A reduction in Th17 cells observed after probiotic usage, similar to that observed in our study, has also been reported in animal models and in colonic tissue from patients with IBD [47]. Intestine is rich in Th17 cells, which are known to secrete pro-inflammatory cytokines such as IL-6, TNF-α, IL-22 and IL-23 and play a role in the pathogenesis of IBD [47]. An imbalance in gut microbiota may lead to immune activation through an expansion of Th17 cells [48]. For instance, gut dysbiosis may provide an increased amount of TLR ligands, leading to activation of dendritic cells or monocytes to produce IL-6 and TGF-β, which may in turn mediate differentiation of Th17 cells.

We did not observe any change in the frequency of Tregs after VSL#3 administration. By contrast, in patients with IBD, the use of probiotics that contain either one (such as Lactobacillus casei BL23 or Bifidobacterium infantis) or several (e.g. VSL#3) bacterial species, or of prebiotics (e.g. lactic acid) has been shown to increase the frequency of Treg cells [49, 50]. This difference could be related to the fact that probiotics restore the immune milieu towards normal in disease states, but have no effect when the milieu is healthy.

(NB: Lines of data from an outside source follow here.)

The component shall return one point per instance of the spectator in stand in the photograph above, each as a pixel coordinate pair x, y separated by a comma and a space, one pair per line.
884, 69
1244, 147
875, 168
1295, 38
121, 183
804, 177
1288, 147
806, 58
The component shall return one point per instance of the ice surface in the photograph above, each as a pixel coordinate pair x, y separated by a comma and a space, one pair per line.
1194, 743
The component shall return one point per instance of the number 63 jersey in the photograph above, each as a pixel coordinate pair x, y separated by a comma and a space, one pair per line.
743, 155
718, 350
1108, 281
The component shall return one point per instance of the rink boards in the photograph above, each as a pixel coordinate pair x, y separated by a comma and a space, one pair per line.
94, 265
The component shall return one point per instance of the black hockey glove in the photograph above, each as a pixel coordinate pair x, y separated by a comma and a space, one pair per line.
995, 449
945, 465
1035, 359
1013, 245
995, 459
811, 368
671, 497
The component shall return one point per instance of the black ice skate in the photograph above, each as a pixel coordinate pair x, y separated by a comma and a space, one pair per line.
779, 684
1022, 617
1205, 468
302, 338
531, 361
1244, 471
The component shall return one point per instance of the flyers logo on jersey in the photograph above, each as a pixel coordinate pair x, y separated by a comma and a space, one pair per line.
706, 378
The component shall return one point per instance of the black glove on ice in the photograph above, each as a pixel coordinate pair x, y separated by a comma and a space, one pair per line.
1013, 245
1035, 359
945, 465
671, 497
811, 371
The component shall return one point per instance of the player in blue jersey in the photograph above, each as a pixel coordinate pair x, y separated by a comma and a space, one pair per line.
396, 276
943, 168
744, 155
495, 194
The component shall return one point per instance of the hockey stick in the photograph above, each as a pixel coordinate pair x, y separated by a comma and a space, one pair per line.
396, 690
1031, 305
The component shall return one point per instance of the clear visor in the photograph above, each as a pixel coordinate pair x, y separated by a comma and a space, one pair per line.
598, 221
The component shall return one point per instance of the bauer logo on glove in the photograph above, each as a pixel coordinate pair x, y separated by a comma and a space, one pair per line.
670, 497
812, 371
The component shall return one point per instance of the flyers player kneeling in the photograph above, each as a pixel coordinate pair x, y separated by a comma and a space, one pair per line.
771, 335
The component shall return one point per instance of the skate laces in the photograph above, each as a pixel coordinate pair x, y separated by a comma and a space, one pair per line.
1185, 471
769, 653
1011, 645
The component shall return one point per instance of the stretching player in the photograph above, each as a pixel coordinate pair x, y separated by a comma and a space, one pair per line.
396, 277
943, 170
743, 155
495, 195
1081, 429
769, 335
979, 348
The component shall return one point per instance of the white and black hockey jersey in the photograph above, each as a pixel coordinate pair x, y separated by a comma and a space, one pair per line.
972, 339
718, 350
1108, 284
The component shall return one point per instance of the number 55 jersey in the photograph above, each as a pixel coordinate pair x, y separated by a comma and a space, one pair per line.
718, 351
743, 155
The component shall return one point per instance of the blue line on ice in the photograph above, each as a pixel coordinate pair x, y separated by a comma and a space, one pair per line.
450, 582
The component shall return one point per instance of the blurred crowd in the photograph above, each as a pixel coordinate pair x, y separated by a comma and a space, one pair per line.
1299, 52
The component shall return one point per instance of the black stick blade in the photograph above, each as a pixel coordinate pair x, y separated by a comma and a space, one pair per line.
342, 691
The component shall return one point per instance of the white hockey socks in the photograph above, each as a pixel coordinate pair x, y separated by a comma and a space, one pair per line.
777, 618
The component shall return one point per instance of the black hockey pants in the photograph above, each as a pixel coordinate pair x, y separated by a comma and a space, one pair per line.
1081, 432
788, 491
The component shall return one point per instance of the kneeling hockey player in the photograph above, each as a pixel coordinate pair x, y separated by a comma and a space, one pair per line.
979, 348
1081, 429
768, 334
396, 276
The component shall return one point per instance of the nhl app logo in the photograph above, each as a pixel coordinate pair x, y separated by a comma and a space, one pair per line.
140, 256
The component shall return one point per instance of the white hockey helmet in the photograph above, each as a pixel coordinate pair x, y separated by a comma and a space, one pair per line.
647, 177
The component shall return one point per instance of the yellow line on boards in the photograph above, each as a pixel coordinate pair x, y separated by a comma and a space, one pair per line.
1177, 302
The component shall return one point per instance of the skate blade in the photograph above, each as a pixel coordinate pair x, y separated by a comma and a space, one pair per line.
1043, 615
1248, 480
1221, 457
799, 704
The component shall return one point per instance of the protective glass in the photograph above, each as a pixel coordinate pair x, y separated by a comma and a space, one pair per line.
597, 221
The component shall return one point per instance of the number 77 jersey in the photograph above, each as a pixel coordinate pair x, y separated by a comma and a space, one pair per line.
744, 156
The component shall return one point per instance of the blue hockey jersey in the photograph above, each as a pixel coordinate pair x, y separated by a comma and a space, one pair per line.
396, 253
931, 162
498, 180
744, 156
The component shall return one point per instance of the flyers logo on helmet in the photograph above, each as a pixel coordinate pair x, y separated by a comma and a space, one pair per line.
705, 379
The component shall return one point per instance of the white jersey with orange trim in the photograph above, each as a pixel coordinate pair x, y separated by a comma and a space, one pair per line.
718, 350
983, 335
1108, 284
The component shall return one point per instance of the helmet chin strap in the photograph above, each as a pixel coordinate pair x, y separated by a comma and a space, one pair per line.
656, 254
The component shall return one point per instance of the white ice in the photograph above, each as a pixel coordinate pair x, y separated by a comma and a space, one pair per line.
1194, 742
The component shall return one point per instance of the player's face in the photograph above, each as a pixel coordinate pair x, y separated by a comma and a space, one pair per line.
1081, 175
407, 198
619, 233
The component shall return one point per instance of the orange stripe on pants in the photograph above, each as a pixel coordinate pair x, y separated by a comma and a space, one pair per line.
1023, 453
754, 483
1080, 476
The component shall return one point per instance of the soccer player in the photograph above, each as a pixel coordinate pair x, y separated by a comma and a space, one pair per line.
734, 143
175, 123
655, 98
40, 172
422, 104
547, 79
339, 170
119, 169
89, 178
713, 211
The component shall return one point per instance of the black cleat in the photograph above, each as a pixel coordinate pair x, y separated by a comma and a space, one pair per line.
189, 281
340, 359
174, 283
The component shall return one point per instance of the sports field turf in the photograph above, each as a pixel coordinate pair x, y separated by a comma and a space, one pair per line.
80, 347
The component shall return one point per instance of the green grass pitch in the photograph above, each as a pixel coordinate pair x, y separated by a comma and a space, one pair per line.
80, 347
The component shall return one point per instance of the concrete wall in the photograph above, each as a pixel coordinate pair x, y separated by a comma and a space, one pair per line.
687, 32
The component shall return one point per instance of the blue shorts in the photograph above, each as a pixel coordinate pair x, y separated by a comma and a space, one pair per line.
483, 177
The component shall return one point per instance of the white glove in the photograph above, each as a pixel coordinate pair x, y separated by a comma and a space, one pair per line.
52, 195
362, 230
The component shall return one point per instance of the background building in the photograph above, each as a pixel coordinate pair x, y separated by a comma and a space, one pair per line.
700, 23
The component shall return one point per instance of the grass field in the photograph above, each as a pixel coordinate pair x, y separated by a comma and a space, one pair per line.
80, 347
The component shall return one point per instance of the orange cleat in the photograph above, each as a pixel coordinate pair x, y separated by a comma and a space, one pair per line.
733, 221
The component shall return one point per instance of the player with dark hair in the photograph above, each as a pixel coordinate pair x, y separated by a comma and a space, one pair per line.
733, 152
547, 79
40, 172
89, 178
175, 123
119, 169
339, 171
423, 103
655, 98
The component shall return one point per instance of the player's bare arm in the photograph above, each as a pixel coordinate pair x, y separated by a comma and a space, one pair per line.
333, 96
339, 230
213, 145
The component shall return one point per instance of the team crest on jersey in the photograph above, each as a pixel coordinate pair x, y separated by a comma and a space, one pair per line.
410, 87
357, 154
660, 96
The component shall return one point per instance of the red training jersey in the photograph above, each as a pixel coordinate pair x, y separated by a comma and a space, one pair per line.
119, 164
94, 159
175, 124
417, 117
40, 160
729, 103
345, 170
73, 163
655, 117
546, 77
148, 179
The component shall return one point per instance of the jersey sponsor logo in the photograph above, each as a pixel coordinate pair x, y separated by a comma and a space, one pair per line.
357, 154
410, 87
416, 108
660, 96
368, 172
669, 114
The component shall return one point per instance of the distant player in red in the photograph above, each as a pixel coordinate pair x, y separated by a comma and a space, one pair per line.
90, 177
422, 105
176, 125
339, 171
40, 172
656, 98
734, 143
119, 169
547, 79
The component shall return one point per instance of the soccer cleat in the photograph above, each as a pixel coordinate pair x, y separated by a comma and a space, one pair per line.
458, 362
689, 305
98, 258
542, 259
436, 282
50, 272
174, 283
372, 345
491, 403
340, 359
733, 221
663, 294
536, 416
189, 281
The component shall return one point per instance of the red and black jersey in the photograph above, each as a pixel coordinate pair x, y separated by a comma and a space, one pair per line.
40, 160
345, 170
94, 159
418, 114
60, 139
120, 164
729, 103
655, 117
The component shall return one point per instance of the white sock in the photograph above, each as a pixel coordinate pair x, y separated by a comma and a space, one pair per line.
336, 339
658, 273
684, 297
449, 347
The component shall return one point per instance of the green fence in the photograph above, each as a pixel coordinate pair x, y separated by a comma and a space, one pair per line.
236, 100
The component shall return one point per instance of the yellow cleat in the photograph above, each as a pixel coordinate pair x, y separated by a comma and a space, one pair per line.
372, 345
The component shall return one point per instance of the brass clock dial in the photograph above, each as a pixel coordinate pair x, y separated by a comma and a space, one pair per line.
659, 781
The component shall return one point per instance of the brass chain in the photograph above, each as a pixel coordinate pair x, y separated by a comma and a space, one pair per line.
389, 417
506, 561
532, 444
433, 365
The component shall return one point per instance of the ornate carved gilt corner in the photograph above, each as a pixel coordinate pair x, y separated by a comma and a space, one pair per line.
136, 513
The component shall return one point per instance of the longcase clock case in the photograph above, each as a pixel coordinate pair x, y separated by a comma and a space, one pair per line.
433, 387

Our study has some limitations. First, gut microbiota are known to vary across geographical  regions, and with dietary habits, etc. Since we studied subjects in only one population group, it may be difficult to extrapolate our data to other population groups. Thus, further similar studies in other populations may be warranted. Further, our study included only young women. This was done to ensure homogeneity of the study subjects, and it is unlikely that this by itself would have influenced the effect of probiotic administration.

Conclusions

Overall, we found that administration of VSL#3 did not lead to any change in gut microbiota or in the frequencies of Th1, Th2 and Treg cells in healthy women. Hence, it is unlikely that this probiotic preparation can be used to induce changes in the composition of gut microbiota in healthy subjects. However, it led to a reduction in the frequency of Th17 cells and in the production of pro-inflammatory cytokine from monocytes. These immune changes may be involved in its beneficial effect in immunoinflammatory disorders.